Otóż:1. Przed złodziejskim rozwodnieniem i rozdziałem nowych akcji pomiędzy prezesa tej szajki oraz jego dwóch funfli z zarządu było 366 tysięcy akcji, które w szczytowym momencie po świetnych wynikach finansowych były warte po 24-27 zł sztuka i nikt za więcej nie chciał kupić.
2. Kapitalizacja wtedy wynosiła ~8-10 mPLN, czyli dla kupujących nieźle patrząc na wskaźniki...
3. Nagle z 0,37 miliona akcji zrobiło się 7,418 miliona akcji, a cała nowa emisja została rozdzielona pomiędzy zarząd i podmioty związane.
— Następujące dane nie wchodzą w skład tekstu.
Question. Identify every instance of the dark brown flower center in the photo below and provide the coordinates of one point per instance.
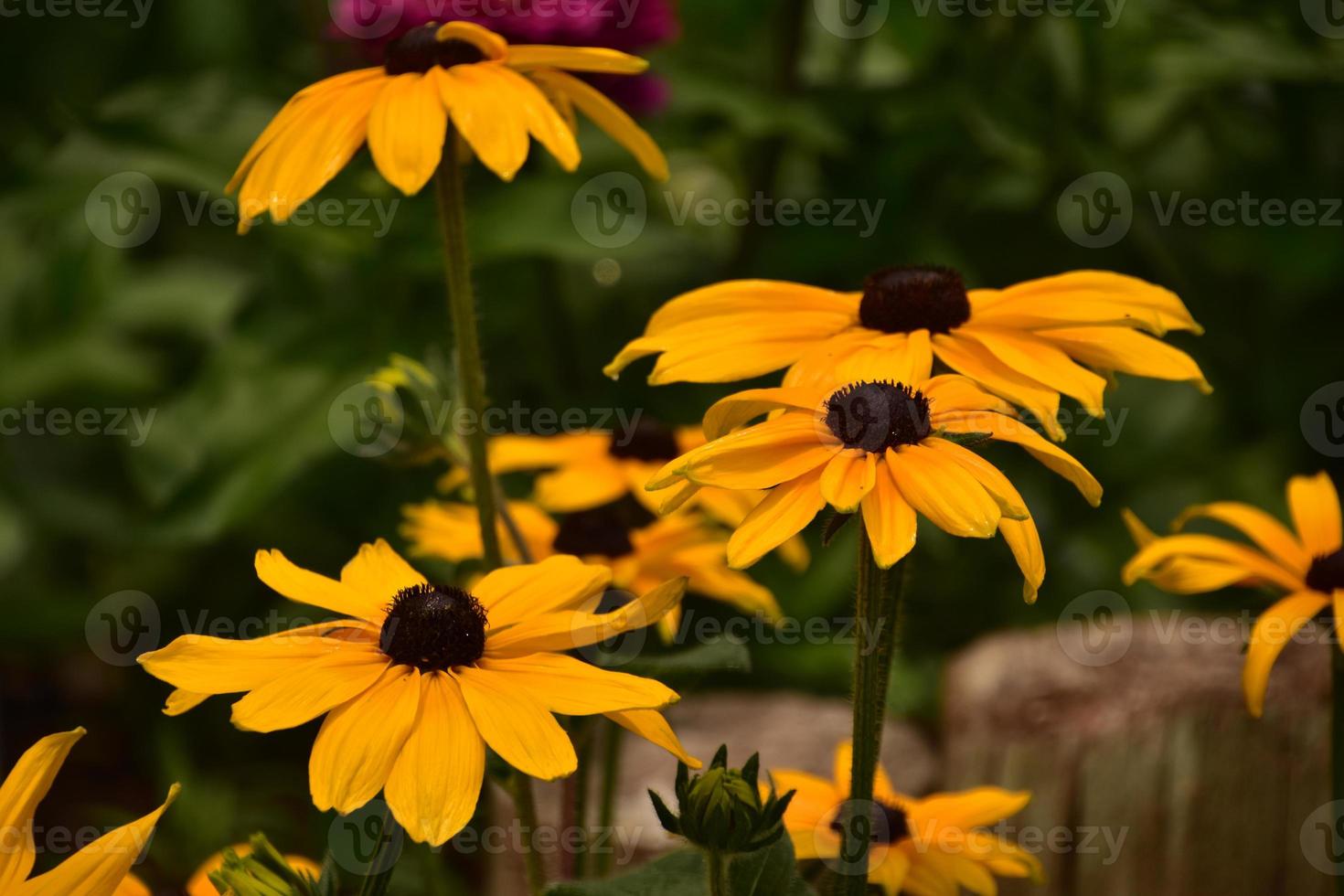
(648, 440)
(603, 531)
(875, 417)
(434, 627)
(901, 300)
(886, 824)
(420, 50)
(1327, 572)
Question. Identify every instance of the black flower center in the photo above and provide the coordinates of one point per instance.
(887, 824)
(603, 531)
(434, 627)
(420, 50)
(901, 300)
(649, 440)
(878, 415)
(1327, 572)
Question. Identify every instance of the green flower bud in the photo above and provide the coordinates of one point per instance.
(722, 809)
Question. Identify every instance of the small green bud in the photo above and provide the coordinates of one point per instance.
(722, 809)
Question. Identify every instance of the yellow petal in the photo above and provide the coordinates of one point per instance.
(611, 119)
(785, 512)
(311, 689)
(437, 778)
(406, 131)
(572, 688)
(1272, 633)
(517, 726)
(889, 520)
(359, 741)
(1315, 506)
(99, 868)
(651, 726)
(479, 100)
(23, 789)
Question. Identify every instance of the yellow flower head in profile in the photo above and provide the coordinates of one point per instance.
(1026, 343)
(102, 868)
(874, 443)
(640, 549)
(418, 678)
(496, 96)
(930, 847)
(1307, 563)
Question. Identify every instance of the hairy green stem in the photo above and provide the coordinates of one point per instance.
(471, 369)
(877, 612)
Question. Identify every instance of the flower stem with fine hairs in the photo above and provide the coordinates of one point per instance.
(877, 615)
(525, 804)
(471, 369)
(1338, 738)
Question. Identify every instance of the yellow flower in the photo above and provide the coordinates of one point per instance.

Zwykły przekręt - wy#@$%#nie drobnych akcjonariuszy, nie wszedł żaden nowy inwestor, nie ma wpływu nowego kapitału.
4. Czyli każdy drobny akcjonariusz przez ten ruch został przez tą "emisję" pozbawiony co najmniej 19/20 swojego udziału w spółce, przyszłych zyskach, 19/20 ewentualnej dywidendy, itp.
5. Podejrzewam, że sobie panoczkowie wypłacą wcześniej, czy później rzeczoną dywidendę i musieliby w takiej sytuacji podzielić się kilkoma procentami z drobnymi akcjonariuszami, więc dopilnowali sprytnie, żeby ulica dostała mniej niż 1% ich szekli.